Hier, j'ai soufflé 55 bougies !



20 avril 2013
 
Il y a un truc qui n’est pas très respectueux avec l’âge, plus tu as des années, moins tu as de souffle et plus tu dois prouver ta capacité à dominer l’épreuve du gâteau.

Je n’ai jamais rechigné à fêter les anniversaires tellement ça me passait au dessus de la tête. Pour moi le moment des fêtes, parce que c’est l’heure de la faire, ne correspondent pas à ma culture de réjouissance, s’il y en a une.

Mais là, c’est la première fois que je prends en compte un nombre que je n’avais pas vu venir parce que je n’avais  jamais été en contact avec une maladie qui peut donner des limites à la vie.


Les choses ne sont plus comme avant, et ne le seront plus jamais. Ce n’est pas une crise de déprime, c’est une simple constatation. Sur le plan médical, je suis optimiste comme je ne l’ai jamais été depuis le début de mon cancer. Sauf que les changements demandent peut être un peu d’accoutumance.
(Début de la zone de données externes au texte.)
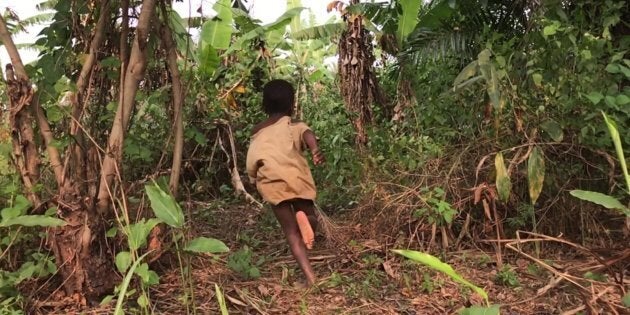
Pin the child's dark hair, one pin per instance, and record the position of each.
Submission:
(278, 97)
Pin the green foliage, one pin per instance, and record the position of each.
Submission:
(600, 198)
(438, 210)
(535, 173)
(221, 300)
(435, 263)
(480, 310)
(507, 277)
(164, 206)
(614, 135)
(503, 182)
(408, 19)
(125, 284)
(604, 200)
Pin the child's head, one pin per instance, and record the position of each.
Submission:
(278, 97)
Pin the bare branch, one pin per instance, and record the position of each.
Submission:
(178, 99)
(134, 73)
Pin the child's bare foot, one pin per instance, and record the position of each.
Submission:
(308, 236)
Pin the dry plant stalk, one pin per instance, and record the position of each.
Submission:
(332, 232)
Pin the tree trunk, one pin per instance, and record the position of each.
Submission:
(77, 150)
(133, 75)
(359, 87)
(178, 99)
(20, 94)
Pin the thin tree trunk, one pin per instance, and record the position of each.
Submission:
(78, 148)
(358, 84)
(133, 75)
(178, 99)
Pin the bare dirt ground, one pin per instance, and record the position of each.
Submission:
(364, 277)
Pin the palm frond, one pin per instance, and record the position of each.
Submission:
(320, 31)
(46, 5)
(37, 19)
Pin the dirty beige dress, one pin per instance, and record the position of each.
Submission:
(276, 163)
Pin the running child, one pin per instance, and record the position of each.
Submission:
(276, 163)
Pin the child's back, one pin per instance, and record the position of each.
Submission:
(275, 159)
(276, 163)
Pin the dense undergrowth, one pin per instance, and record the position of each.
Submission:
(450, 161)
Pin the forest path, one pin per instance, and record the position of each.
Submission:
(362, 277)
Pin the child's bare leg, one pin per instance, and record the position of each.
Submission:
(286, 217)
(307, 207)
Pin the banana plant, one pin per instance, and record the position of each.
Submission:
(602, 199)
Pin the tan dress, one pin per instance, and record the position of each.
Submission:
(276, 163)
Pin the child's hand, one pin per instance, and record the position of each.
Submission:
(318, 157)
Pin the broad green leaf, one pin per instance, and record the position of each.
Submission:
(138, 232)
(33, 220)
(221, 300)
(493, 90)
(320, 31)
(217, 32)
(147, 275)
(281, 22)
(595, 97)
(54, 114)
(614, 135)
(164, 206)
(598, 198)
(434, 263)
(537, 77)
(551, 29)
(481, 310)
(206, 245)
(503, 182)
(125, 284)
(315, 76)
(625, 70)
(622, 99)
(143, 301)
(469, 71)
(553, 129)
(612, 68)
(111, 232)
(209, 59)
(407, 19)
(296, 21)
(535, 173)
(123, 261)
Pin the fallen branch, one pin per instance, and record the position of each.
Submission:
(237, 183)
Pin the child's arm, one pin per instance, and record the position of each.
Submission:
(311, 141)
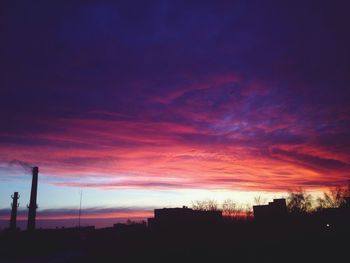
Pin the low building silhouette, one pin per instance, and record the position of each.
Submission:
(275, 210)
(182, 217)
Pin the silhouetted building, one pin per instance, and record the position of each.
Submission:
(277, 209)
(174, 217)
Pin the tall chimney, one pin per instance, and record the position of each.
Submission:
(14, 204)
(32, 205)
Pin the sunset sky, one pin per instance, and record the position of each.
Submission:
(146, 104)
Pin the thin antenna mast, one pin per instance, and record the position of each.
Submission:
(81, 197)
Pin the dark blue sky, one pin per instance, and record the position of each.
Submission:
(173, 95)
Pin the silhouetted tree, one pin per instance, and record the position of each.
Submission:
(258, 200)
(230, 208)
(334, 198)
(299, 202)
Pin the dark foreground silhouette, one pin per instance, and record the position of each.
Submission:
(321, 237)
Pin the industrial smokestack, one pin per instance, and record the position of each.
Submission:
(14, 204)
(32, 205)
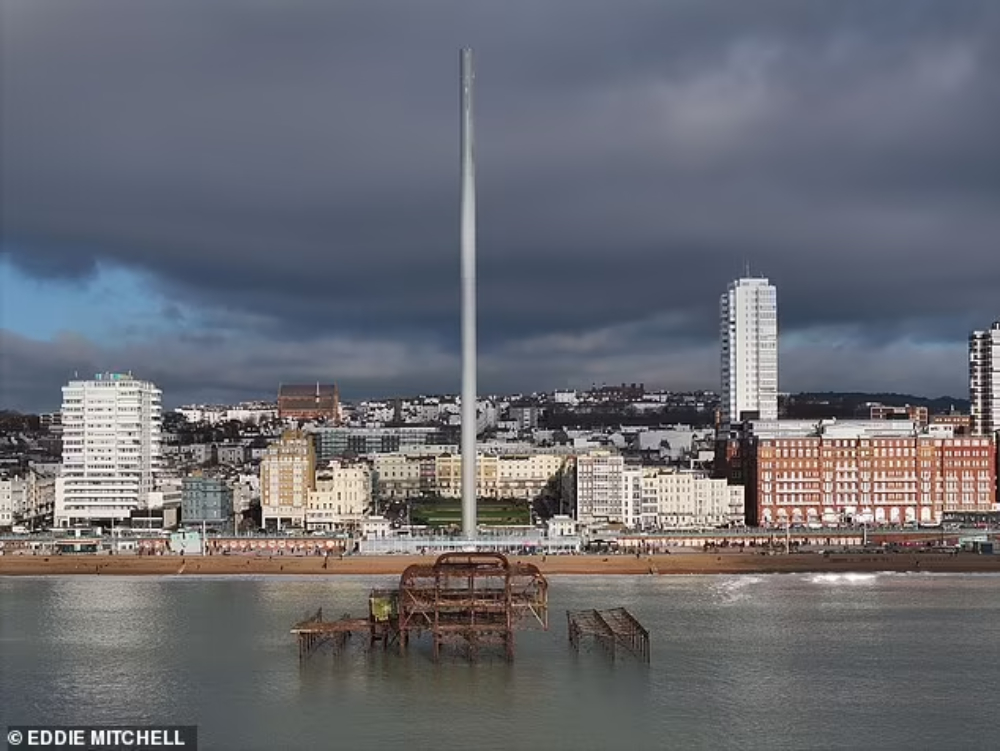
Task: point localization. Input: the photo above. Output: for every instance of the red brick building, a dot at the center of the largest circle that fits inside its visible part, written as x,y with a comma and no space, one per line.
312,402
830,478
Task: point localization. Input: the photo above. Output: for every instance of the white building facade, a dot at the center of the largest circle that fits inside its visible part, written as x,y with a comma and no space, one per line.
749,339
984,380
600,480
652,498
342,498
111,449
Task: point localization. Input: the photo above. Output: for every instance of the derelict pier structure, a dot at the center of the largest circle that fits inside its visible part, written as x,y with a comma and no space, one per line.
473,601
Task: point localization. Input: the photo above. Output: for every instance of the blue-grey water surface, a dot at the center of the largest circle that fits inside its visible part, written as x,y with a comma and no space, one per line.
770,662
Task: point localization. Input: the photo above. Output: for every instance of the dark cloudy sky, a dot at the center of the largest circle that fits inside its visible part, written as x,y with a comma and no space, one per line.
224,195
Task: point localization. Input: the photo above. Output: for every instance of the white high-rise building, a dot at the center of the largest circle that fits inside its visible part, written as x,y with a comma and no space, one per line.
984,380
111,449
749,328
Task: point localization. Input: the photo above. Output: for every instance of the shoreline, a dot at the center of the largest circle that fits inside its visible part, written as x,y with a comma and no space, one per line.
585,565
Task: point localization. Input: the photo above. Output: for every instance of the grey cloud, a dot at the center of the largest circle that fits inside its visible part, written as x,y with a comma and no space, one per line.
225,368
297,162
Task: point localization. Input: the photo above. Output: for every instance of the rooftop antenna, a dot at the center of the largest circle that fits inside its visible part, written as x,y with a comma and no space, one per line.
468,239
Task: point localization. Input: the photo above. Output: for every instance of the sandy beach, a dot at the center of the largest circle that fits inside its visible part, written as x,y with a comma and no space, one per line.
685,563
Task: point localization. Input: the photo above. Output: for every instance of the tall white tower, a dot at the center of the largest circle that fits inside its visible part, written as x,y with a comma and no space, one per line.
749,329
468,234
984,380
111,449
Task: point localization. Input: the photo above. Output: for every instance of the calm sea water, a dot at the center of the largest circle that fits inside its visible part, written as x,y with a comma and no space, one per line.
772,662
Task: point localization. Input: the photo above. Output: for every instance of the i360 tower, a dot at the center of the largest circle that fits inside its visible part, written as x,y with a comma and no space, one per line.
468,232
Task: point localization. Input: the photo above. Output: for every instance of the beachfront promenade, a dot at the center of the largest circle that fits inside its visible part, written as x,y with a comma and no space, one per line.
720,562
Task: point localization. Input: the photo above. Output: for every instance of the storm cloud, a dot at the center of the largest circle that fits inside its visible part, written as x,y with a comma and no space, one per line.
290,172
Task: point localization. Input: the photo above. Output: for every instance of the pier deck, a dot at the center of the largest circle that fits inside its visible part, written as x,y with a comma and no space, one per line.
611,629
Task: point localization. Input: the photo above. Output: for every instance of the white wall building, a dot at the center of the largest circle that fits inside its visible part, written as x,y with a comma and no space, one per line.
111,448
12,499
749,332
342,498
599,483
646,498
693,500
984,380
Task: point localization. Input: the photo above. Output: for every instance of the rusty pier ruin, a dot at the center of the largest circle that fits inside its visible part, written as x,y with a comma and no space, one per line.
611,629
474,601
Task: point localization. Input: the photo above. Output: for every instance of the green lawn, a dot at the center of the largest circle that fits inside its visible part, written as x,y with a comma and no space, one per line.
449,512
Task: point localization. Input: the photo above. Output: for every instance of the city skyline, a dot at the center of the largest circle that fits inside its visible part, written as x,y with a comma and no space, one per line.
224,213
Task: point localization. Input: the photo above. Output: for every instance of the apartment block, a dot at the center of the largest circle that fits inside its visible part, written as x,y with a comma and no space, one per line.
984,380
344,441
917,414
844,472
287,476
504,476
342,497
111,449
749,339
600,479
206,499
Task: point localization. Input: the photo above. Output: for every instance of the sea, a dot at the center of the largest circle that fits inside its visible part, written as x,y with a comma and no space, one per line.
784,661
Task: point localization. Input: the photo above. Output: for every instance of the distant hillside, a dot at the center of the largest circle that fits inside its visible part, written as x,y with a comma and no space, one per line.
846,405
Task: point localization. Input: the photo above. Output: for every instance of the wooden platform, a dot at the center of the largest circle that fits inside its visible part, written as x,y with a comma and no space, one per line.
611,629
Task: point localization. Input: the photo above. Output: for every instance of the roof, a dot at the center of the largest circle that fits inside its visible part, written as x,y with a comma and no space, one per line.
312,389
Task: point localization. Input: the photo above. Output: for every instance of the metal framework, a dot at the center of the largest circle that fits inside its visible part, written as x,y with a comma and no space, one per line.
475,599
472,599
611,629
Le caractère n’est plus le même, il était mauvais au départ, il l’est encore plus avec une part d’intolérance. J’ai toujours été le plus frêle dans un groupe, je suis en passe de devenir un peu trop gras, la cortisone n’aide pas dans la vie de tous les jours et les compensations de nourritures instinctives des privations de vie privées par les hormones qui sont les compagnons obligatoires des médocs font le reste. 

Bref, pour faire court, en se regardant dans la glace et en constatant les changements, il n’est pas facile de fêter son anniversaire quel que soit l’âge où vous avez cette révélation.